A recent study published in PNAS focuses on methane as a biosignature. Methane is perhaps the most likely to produce false positives because it can be released by common geological activity, such as volcanoes. Essentially the study authors concluded that you cannot just look at the presence or absence of a single biosignature, but have to look at the biosignature in the context of other environmental factors. For example, if the methane detected is being released by volcanic activity then there should also be a certain amount of carbon monoxide (CO). Life, however, tends to metabolize CO and produce CO2. Therefore if methane exists with high levels of CO2 and low levels of CO then that is a more compelling picture of life. If CO2 is low and CO is high then that favors a geological source. This does not hold, however, for planets with a very high water content.

Therefore looking at multiple chemicals in an exoplanet’s atmosphere is likely to give us a more complete picture and minimize false positive biosignatures. However, there remains a significant weakness of this approach as described so far – it is using the Earth as our one example. We know how oxygen and methane behave on Earth, but that knowledge cannot necessarily be extrapolated to exoplanets (or even our neighbors, like Mars). We therefore also have to consider as many planetary factors as possible, the geochemistry of the planet and its interaction with its parent star. A rocky planet orbiting close to a red dwarf star may have a different methane cycle than what we see on Earth.

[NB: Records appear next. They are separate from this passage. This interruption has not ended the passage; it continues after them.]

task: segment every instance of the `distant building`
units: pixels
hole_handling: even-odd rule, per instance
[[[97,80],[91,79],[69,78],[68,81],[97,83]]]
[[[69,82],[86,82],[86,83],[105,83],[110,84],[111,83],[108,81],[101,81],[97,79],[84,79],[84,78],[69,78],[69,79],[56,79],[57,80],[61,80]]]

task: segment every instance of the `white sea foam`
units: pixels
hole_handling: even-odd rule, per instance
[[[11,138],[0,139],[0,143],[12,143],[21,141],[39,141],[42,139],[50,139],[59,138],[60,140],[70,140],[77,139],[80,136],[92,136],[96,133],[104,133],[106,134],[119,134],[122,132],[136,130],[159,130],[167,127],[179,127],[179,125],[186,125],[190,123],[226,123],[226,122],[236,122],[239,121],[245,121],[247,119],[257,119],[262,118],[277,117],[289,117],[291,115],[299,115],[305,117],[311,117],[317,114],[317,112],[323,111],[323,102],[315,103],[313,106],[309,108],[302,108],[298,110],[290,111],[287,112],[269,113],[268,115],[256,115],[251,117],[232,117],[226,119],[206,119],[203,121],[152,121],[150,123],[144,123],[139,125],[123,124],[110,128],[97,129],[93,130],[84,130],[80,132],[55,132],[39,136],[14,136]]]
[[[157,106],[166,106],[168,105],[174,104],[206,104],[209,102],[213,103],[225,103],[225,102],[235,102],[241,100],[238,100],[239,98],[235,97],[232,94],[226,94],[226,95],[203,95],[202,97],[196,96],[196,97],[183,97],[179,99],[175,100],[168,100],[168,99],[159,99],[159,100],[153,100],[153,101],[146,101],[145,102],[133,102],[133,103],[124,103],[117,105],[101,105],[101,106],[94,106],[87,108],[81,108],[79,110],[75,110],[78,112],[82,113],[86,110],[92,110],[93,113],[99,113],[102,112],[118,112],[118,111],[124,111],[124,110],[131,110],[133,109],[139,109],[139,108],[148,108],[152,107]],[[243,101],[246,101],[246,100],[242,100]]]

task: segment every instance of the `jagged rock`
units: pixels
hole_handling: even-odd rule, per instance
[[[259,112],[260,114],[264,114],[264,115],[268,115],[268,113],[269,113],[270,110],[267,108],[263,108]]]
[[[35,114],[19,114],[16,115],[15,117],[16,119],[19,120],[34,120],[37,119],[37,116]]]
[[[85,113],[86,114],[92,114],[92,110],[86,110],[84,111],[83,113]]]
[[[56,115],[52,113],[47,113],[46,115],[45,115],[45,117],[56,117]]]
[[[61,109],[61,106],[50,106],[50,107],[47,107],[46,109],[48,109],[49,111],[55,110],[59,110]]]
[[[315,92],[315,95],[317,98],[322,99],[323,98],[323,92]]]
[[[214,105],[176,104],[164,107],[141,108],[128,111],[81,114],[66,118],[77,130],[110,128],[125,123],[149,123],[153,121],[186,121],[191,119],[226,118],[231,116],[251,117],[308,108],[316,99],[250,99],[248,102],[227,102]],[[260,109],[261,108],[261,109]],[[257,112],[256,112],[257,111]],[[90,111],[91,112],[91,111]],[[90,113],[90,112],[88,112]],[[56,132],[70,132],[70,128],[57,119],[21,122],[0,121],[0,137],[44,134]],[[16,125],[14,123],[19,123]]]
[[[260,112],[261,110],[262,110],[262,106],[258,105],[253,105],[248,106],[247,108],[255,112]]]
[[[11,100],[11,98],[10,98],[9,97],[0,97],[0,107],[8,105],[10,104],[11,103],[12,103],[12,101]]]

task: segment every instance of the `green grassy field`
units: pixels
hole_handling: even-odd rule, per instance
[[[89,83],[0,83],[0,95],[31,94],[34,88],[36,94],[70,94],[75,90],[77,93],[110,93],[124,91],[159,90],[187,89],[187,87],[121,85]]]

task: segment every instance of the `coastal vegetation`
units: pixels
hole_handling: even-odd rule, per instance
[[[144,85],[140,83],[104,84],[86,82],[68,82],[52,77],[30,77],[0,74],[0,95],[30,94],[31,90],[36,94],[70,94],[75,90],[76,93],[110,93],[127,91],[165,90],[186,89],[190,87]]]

These types of studies are just getting started, and it will likely take years or decades of research to refine our analysis techniques to more accurately use biosignatures to determine if an exoplanet likely has life. Unfortunately, there is currently no way to confirm if our analysis is correct. We cannot go to these planets and determine more directly if our methods are correct or not. This is why it would be very interesting if we detect life on Mars or Venus because we can compare their biosignatures with direct detection. But still that is a limited data set. We may ultimately find that we developed elaborate criteria for biosignatures that don’t hold up once we can travel to exoplanets and explore them directly.

I do think, however, that we can get to relatively high levels of confidence with extensive modeling and research on Earth. The laws of physics will be the same on exoplanets, and that will constrain what environmental conditions can exist there. Further, as or technology advances we will be able to gather greater details about exoplanets. That is where the James Webb telescope comes in. It will be able to detect methane in the atmospheres of exoplanets with much higher precision (not so much oxygen). That is why, in fact, the researchers focused on methane, to prepare to data coming in from James Webb. Later in this century we may have better instruments still. It’s likely our instruments for observing exoplanets will have a long time to improve before we can actually travel to any exoplanets.

All of this means that we may very well one day be able to say with a high level of confidence that we have found life on an exoplanet light years away.